Tunde almost flinched. Bruno and Russell grinned at his discomfort.
“A good percentage of the star’s fusion energy.”
“Can you tell if that’s missing?”
“Not really. We’d need a much better measurement of the naked star to compare with. We’ve never had that.”
“Okay. If you can pick up the star’s gravity field, can you tell if there are any planets orbiting inside?”
“Not from out here, we need to get closer for that.”
“Anna, is there any sign of activity outside the barrier, anything at all?”
“No, sir, nothing. No microwave communications, no laser, no radar emission. No plasma trails, not even a chemical rocket plume as far as we can see, though we’re stretching resolution on that one. No wormhole signatures either. As far as our sensors are concerned, we’re alone out here.”
Wilson gave Oscar a glance.
“It’s beginning to look like a relic,” the exec said. He sounded disappointed.

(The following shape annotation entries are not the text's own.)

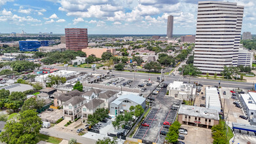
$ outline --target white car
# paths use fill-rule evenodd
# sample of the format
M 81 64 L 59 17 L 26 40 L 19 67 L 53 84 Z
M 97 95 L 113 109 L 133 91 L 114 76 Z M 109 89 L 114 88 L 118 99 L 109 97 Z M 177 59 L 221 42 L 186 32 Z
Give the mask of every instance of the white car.
M 179 134 L 187 135 L 187 132 L 184 130 L 179 130 Z

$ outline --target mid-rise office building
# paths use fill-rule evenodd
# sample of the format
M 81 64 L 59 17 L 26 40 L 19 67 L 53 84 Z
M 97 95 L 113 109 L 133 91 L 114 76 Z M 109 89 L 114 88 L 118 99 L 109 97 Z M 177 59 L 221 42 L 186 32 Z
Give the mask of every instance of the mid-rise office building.
M 87 29 L 65 28 L 65 34 L 67 49 L 82 50 L 88 47 Z
M 243 33 L 243 40 L 251 39 L 251 32 L 244 32 Z
M 202 73 L 237 66 L 243 14 L 236 3 L 198 2 L 194 65 Z
M 41 46 L 48 46 L 49 43 L 48 41 L 39 41 L 37 40 L 28 40 L 19 41 L 20 51 L 38 51 L 39 48 Z
M 196 41 L 195 35 L 186 35 L 181 37 L 181 42 L 183 43 L 194 43 Z
M 174 16 L 172 15 L 168 16 L 168 19 L 167 22 L 167 34 L 168 37 L 173 37 L 173 30 L 174 30 Z
M 253 65 L 253 53 L 247 50 L 240 49 L 238 51 L 238 65 L 250 67 Z

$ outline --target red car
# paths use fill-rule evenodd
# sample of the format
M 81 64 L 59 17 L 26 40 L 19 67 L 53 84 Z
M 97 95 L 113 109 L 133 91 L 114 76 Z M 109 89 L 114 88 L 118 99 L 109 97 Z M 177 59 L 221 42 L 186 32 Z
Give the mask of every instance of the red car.
M 171 126 L 171 124 L 169 122 L 165 121 L 164 122 L 164 125 L 170 125 L 170 126 Z
M 141 126 L 147 126 L 147 127 L 149 126 L 149 125 L 148 124 L 147 124 L 147 123 L 141 124 Z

“All right. Give it a hysradar sweep. And I want a very careful watch for any response. Hyperdrive, be ready to take us straight out of here.”
“Yes, sir.”
The bridge was silent for a couple of minutes as Anna and Tu Lee worked in tandem, sending out hyperaccelerated gravity waves from the wormhole generator.
“Unusual,” Tunde Sutton said eventually. “It simply reflected the pulses back at us, like a mirror. That indicates a very complex quantum structure. But then we knew it was never going to be anything simple.”
“Did we ring any bells?” Wilson asked.
Anne and the astrophysics team shook their heads. “Still no sign of activity. But we are limited with sensors from this range. Anything in the electromagnetic spectrum is going to take a month to show up.”
“I’m more concerned about hyperspace and quantum field activity.”